Our first experiment required 27,270 model runs! Let’s break that down.

  • In the experiment we trained a separate DL model (LSTM) for each of 101 NWIS stations.
  • For each station we needed to test the effect of a multi-task scaling factor to see how beneficial multi-tasking was; the larger the value of the multi-task scaling factor, the more the model focused on multi-tasking (predicting water temperature as well as streamflow) - the smaller the value, the more the model focused on just getting the primary task right (predicting streamflow). For the experiment we tried out 9 different values of the multi-task scaling factor.
  • Because the starting weights of each model were random, not all of the differences between models could be attributed to differences in the multi-task scaling factor. To account for this, 30 models with different random starting weights were trained for each station/multi-task scaling factor combination.

When you sum that all up, that’s 101 sites x 9 multi-task scaling factors x 30 random starting weights = 27,270 total model runs.

All of these 27k+ model runs were independent of each other. For example, the model for site A with a multi-task scaling factor of 1 and the model for site B with multi-task scaling factor of 10 had no effect on each other.
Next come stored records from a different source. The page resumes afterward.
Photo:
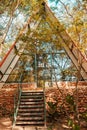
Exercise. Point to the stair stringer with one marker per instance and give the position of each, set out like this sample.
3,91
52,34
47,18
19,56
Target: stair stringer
71,49
11,59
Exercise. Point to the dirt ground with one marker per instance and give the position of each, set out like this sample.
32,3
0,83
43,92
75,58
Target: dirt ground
60,124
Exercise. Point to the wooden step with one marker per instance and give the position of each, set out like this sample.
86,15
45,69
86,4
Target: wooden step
31,103
30,118
31,106
35,114
31,100
31,110
34,123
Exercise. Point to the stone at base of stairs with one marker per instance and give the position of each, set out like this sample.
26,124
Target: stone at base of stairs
29,128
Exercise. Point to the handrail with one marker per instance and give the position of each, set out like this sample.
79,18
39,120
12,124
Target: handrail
44,105
17,99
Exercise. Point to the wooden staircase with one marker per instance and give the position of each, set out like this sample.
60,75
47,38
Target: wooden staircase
31,109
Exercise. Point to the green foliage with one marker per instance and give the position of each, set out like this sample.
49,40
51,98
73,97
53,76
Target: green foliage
84,116
52,105
70,99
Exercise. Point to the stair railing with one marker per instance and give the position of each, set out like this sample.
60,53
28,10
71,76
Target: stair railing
44,106
17,98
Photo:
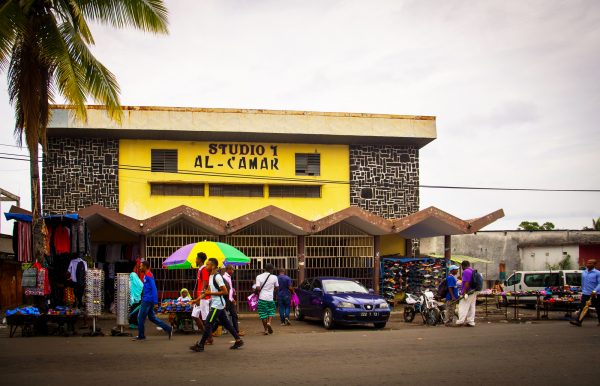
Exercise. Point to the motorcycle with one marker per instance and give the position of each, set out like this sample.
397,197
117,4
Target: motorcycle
431,311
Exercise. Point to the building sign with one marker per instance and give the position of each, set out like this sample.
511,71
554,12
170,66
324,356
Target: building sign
238,156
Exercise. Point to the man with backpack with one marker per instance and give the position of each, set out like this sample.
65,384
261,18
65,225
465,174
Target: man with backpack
201,303
266,283
471,283
451,295
217,291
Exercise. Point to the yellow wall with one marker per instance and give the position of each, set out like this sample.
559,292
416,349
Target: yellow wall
134,185
392,245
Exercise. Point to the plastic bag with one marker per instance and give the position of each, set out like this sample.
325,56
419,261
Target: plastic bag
253,302
294,301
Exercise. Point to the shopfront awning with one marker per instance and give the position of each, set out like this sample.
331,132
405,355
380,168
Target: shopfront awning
432,222
461,258
27,217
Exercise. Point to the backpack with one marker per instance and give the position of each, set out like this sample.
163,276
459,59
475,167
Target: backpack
443,289
80,273
29,278
217,287
476,281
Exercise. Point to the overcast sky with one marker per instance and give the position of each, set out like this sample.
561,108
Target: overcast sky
514,85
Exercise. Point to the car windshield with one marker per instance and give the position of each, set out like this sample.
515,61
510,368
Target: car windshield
337,286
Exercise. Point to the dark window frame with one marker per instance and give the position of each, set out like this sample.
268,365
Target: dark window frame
308,164
295,191
164,160
236,190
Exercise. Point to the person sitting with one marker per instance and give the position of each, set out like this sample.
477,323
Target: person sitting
185,296
498,290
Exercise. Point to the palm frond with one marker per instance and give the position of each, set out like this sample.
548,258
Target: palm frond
11,25
99,83
147,15
68,74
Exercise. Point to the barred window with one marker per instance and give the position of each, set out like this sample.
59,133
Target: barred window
162,189
308,164
164,160
236,190
301,191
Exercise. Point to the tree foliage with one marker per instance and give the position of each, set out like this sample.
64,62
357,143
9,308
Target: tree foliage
45,50
535,226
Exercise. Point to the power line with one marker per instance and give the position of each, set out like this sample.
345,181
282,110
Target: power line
305,180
Because all of the model runs were independent, they could be trained in parallel.

Enter Snakemake

To keep track of the 27,270 model runs, not to mention the data preprocessing, the model prediction, and the model evaluation steps (an additional 40k+ independent tasks), and to execute those tasks in parallel, we used Snakemake.

Snakefile, rules, and the DAG: defining the workflow

Snakemake is a Make -like workflow management software tool. Snakemake (like Make) generates a user-specified target file or set of files from a user-defined workflow. A Snakemake workflow is written in a Snakefile, a plain-text file that uses a yaml -like structure. The Snakefile consists of a series of rules defining the steps to produce the final desired file(s) including steps to produce all of the intermediate files.

Each Snakemake rule defines:

  1. the input files
  2. the output files
  3. the processing step to produce the output from the input

When you execute Snakemake, you ask it to produce one or more files. Snakemake will look for a rule whose output file name matches the file(s) you asked it to create. Once it finds the rule that creates the file you are asking for, Snakemake checks if the rule’s input files are created and up to date. If the input files are not present or they are out of date, Snakemake will look for the rule(s) that produce those files and check their input files and so on. In this way, Snakemake makes a directed acyclic graph (DAG) that maps the entire process of getting the end products from the initial inputs, and through all intermediate steps.

Our workflow’s rules

Let’s look at an example from our Snakemake workflow. Below is our evaluate_predictions rule. It defines (1) model predictions and observation files as the input, (2) a metrics .csv file as the output, and (3) the calculate_metrics Python function in the run section as the processing step to use the input to produce the output.

rule evaluate_predictions:
    input:
        "expA/site_id_{site_id}/factor_{factor}/rand_seed_{seed}/{partition}_preds.csv",
        "obs_file.csv"
    output:
        "expA/site_id_{site_id}/factor_{factor}/rand_seed_{seed}/{partition}_metrics.csv"
    run:
        calculate_metrics(input[0], input[1], output[0], partition=wildcards.partition)

The curly braces are “wildcard” placeholders which we’ll talk more about later.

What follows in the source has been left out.